I'm working on a use where we need to copy messages from 2 Kafka topics to Elasticsearch, in order to search and visualize data in Web App.
I have setup Elastic Cloud on Kubernetes with Elasticsearch and Kibana, and performed quick PoC by using ordinary index without aliases and ILM.
Now I want to take the PoC further and create production ready Elastic stack and since Im working with time series data, I thought Data Streams would be a good fit for my use case.
I have created an overview of my current cluster setup and characteristics for Document A and B in diagram below. Document B contains GPS position + some metadata for an vehicle at given point of time, Document A contains trip data for vehicle and will be used in search field.
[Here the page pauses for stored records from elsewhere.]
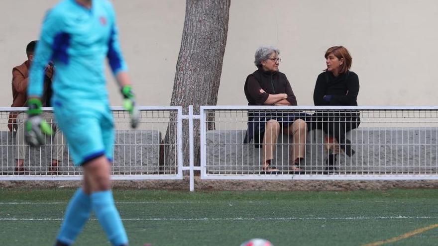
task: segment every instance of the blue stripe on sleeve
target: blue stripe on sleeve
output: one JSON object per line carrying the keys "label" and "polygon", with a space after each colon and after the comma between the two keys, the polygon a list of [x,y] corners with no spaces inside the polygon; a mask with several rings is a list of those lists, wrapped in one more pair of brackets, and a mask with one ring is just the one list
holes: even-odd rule
{"label": "blue stripe on sleeve", "polygon": [[118,52],[115,49],[115,42],[114,40],[114,36],[115,35],[115,31],[114,27],[111,29],[111,35],[110,38],[109,43],[108,44],[108,53],[107,56],[108,57],[110,66],[111,67],[111,70],[114,74],[119,69],[122,67],[122,61],[119,55]]}
{"label": "blue stripe on sleeve", "polygon": [[64,64],[68,64],[69,57],[67,50],[70,45],[70,35],[66,32],[56,34],[53,39],[52,49],[53,54],[52,61],[57,61]]}

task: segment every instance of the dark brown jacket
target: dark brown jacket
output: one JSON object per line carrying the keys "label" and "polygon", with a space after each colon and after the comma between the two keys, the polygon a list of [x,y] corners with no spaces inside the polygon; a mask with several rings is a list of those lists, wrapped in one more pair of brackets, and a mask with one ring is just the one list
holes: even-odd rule
{"label": "dark brown jacket", "polygon": [[[12,102],[10,105],[12,107],[20,107],[26,106],[26,103],[27,101],[27,85],[29,82],[29,67],[30,62],[29,60],[27,60],[21,65],[17,66],[12,70]],[[53,74],[52,68],[48,67],[48,69],[46,70],[45,81],[51,81]],[[44,82],[44,91],[47,91],[51,86],[49,83]],[[43,98],[43,100],[44,101],[43,105],[47,106],[48,102],[46,101]],[[7,127],[10,131],[12,131],[14,129],[15,130],[17,129],[16,124],[15,124],[17,114],[18,114],[17,113],[14,112],[11,112],[9,114]]]}

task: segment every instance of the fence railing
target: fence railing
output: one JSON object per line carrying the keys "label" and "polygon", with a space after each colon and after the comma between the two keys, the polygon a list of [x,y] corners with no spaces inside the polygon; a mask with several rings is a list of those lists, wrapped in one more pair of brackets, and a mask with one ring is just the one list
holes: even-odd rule
{"label": "fence railing", "polygon": [[[202,178],[438,179],[438,107],[206,106],[200,118]],[[304,145],[287,130],[299,118],[311,130],[296,132],[307,134]],[[273,119],[279,125],[276,141],[257,139],[265,134],[254,127],[249,135],[256,141],[244,143],[248,124],[264,127]],[[350,143],[333,143],[338,132]],[[346,146],[354,152],[351,157]],[[265,157],[269,148],[272,158]],[[299,165],[296,149],[304,153]],[[278,171],[263,170],[267,159]],[[291,171],[296,165],[302,171]]]}
{"label": "fence railing", "polygon": [[[0,180],[79,179],[82,170],[75,166],[62,134],[46,136],[46,144],[31,148],[24,140],[25,108],[0,108]],[[130,129],[129,114],[121,107],[112,108],[115,129],[112,175],[115,179],[181,179],[182,108],[140,107],[140,124]],[[55,123],[52,108],[42,117]],[[6,125],[11,114],[15,122]],[[56,124],[54,125],[56,127]],[[22,161],[19,161],[22,160]],[[23,167],[17,167],[22,161]],[[58,163],[54,164],[53,163]]]}
{"label": "fence railing", "polygon": [[[438,179],[437,106],[203,106],[199,115],[194,115],[190,108],[190,114],[183,115],[181,106],[141,107],[141,124],[135,130],[130,129],[129,115],[122,108],[112,108],[113,178],[181,179],[183,170],[189,170],[191,190],[195,170],[201,170],[203,179]],[[51,109],[44,108],[48,112],[44,117],[49,122],[53,119]],[[62,134],[60,138],[48,137],[46,145],[35,149],[20,139],[22,132],[8,130],[10,113],[17,113],[18,126],[24,110],[0,108],[0,127],[4,129],[0,137],[0,180],[81,178],[81,169],[74,166]],[[301,124],[306,131],[291,126],[299,125],[290,124],[299,118],[307,122]],[[197,144],[194,122],[200,120],[200,166],[194,166],[193,148],[184,153],[190,161],[188,166],[183,166],[183,119],[189,119],[189,142],[192,147]],[[266,125],[272,120],[278,123],[278,129]],[[248,124],[257,127],[251,130],[255,138],[246,143]],[[357,127],[347,130],[354,128],[353,125]],[[260,139],[265,135],[261,126],[267,127],[270,138],[277,137],[275,141]],[[335,142],[339,138],[333,137],[339,133],[350,142],[341,141],[340,145]],[[305,137],[304,143],[297,140],[302,140],[301,137]],[[345,155],[346,147],[354,154]],[[269,154],[266,150],[272,150],[270,164],[276,167],[275,172],[263,170]],[[303,159],[295,165],[300,155]],[[24,172],[15,168],[20,157],[23,157]],[[53,160],[59,161],[56,171],[51,168]],[[302,171],[291,171],[295,165]]]}

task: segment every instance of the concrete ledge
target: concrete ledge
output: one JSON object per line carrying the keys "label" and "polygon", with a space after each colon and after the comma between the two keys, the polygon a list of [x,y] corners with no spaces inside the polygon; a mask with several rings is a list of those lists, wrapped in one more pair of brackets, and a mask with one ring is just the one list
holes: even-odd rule
{"label": "concrete ledge", "polygon": [[[242,143],[245,130],[210,131],[207,133],[207,164],[209,173],[253,174],[260,170],[261,149]],[[326,165],[324,132],[308,133],[306,170],[320,171]],[[356,154],[338,156],[336,166],[354,174],[391,174],[392,172],[438,170],[438,131],[436,128],[359,128],[348,133]],[[287,170],[293,160],[292,138],[280,134],[273,165]],[[413,172],[412,173],[413,174]],[[395,174],[394,173],[393,174]],[[408,174],[408,173],[405,173]]]}
{"label": "concrete ledge", "polygon": [[[116,131],[112,169],[115,174],[153,174],[158,171],[161,133],[155,130]],[[25,148],[24,165],[31,173],[45,174],[52,162],[52,150],[61,148],[46,141],[39,148]],[[17,148],[15,136],[10,132],[0,132],[0,171],[13,172],[15,166]],[[80,167],[75,167],[66,145],[59,171],[64,174],[78,174]],[[54,152],[53,152],[54,153]]]}

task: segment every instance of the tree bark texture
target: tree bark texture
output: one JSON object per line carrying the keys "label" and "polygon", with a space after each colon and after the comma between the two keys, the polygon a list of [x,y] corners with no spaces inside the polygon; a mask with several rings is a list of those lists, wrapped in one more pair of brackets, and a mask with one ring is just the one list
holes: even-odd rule
{"label": "tree bark texture", "polygon": [[[188,114],[190,105],[194,105],[194,113],[198,114],[200,105],[216,105],[217,103],[226,44],[230,3],[230,0],[187,0],[181,46],[170,102],[171,105],[182,106],[184,114]],[[199,120],[196,120],[194,123],[194,157],[195,164],[199,164]],[[175,138],[171,136],[172,131],[170,130],[176,126],[172,125],[169,124],[165,143]],[[184,120],[183,154],[189,153],[188,125],[188,120]],[[175,153],[172,150],[169,150],[169,153]],[[184,156],[184,164],[187,165],[189,155]],[[175,163],[172,160],[168,161]]]}

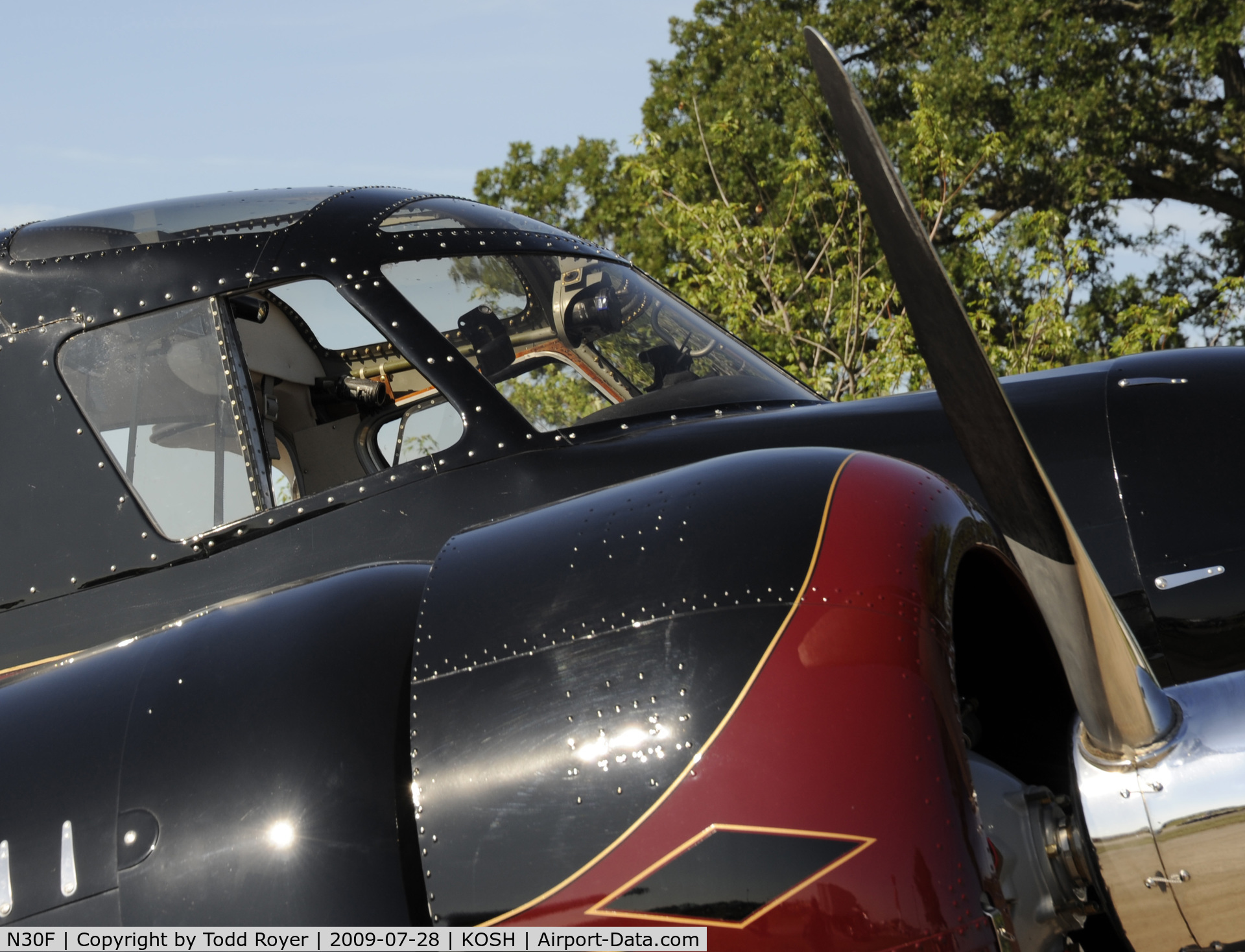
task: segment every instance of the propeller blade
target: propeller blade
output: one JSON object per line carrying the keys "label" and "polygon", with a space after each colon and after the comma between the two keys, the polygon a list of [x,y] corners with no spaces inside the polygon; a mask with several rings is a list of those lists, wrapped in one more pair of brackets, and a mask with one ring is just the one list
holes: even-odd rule
{"label": "propeller blade", "polygon": [[1089,740],[1113,755],[1153,744],[1174,723],[1170,702],[1042,472],[843,63],[817,30],[806,27],[804,40],[916,346],[1055,638]]}

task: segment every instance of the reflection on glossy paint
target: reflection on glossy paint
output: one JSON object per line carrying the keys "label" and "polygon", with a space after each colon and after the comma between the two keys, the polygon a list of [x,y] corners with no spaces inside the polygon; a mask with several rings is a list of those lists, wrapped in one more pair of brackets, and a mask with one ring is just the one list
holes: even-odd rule
{"label": "reflection on glossy paint", "polygon": [[294,826],[288,820],[278,820],[268,828],[268,841],[279,850],[294,845]]}
{"label": "reflection on glossy paint", "polygon": [[[625,759],[625,755],[630,753],[632,757],[640,758],[641,760],[647,760],[649,754],[646,753],[649,745],[654,740],[661,740],[670,735],[670,732],[662,724],[654,724],[652,728],[645,729],[642,727],[629,726],[614,737],[606,735],[601,730],[596,739],[583,747],[576,747],[574,738],[566,740],[571,750],[575,752],[578,757],[584,763],[591,763],[593,760],[601,760],[608,758],[611,752],[620,752],[619,757]],[[655,757],[664,757],[662,753],[657,753],[660,748],[654,748]],[[620,762],[621,763],[621,762]]]}

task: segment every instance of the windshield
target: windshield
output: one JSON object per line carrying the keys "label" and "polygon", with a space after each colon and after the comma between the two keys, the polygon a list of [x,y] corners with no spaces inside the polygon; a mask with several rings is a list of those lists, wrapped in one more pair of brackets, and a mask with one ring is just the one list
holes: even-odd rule
{"label": "windshield", "polygon": [[381,273],[538,429],[815,399],[626,265],[478,255],[396,261]]}

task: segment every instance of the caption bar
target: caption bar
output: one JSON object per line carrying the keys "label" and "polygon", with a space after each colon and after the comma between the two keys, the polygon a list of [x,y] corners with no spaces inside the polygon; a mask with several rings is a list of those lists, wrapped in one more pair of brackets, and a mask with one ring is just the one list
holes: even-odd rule
{"label": "caption bar", "polygon": [[703,926],[674,928],[127,928],[123,926],[77,926],[40,928],[0,927],[0,952],[46,950],[47,952],[148,952],[148,950],[276,950],[276,952],[332,952],[332,950],[436,950],[459,952],[472,948],[524,950],[610,950],[680,948],[703,950]]}

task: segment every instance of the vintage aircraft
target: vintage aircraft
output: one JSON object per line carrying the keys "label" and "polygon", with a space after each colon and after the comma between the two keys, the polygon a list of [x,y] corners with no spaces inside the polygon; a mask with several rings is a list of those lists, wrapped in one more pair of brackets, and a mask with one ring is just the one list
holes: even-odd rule
{"label": "vintage aircraft", "polygon": [[1245,356],[1000,387],[808,42],[937,393],[458,198],[0,234],[0,925],[1245,940]]}

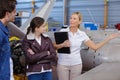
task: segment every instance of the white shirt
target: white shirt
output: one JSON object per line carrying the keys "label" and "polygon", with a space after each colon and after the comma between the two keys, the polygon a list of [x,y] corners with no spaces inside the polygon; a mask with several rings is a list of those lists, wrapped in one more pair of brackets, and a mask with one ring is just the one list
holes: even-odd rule
{"label": "white shirt", "polygon": [[73,35],[72,32],[70,32],[69,27],[66,29],[61,29],[62,32],[68,32],[68,37],[70,41],[70,54],[59,54],[58,53],[58,64],[62,65],[77,65],[82,64],[80,50],[81,50],[81,44],[84,41],[89,40],[89,37],[86,35],[85,32],[78,31]]}

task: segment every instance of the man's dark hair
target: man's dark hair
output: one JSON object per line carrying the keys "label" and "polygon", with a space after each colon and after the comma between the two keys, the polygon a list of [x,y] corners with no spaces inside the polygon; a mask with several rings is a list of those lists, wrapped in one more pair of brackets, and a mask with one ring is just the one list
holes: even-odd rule
{"label": "man's dark hair", "polygon": [[16,7],[16,0],[0,0],[0,19],[5,17],[6,12],[12,12]]}

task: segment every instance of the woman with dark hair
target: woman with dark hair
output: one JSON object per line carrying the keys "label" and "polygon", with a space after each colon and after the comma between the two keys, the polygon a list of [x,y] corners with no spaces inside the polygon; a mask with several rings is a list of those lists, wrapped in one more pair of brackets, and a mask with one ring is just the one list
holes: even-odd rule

When trip is selected map is visualizing all GPS positions for vehicle by retrieving all related Document B (based on a ref value).
I would like feedback on following questions:
- Since charasteristics and payload of Document A and B are different Im thinking on separating those on two different Data Streams/Indices. I guess you agree?
- How many shards should I have for Data Streams for Document A and B?
- Given data retention for last 30 days, should I have rollover pattern per day (one index per day) for both Data Stream or use different approach for each one?
- Any input on other cluster related settings are also welcome!
The Web app will be used by limited amount of users (2-5 users). Replication is set to 0 since we can afford loosing data if one Node gets broken.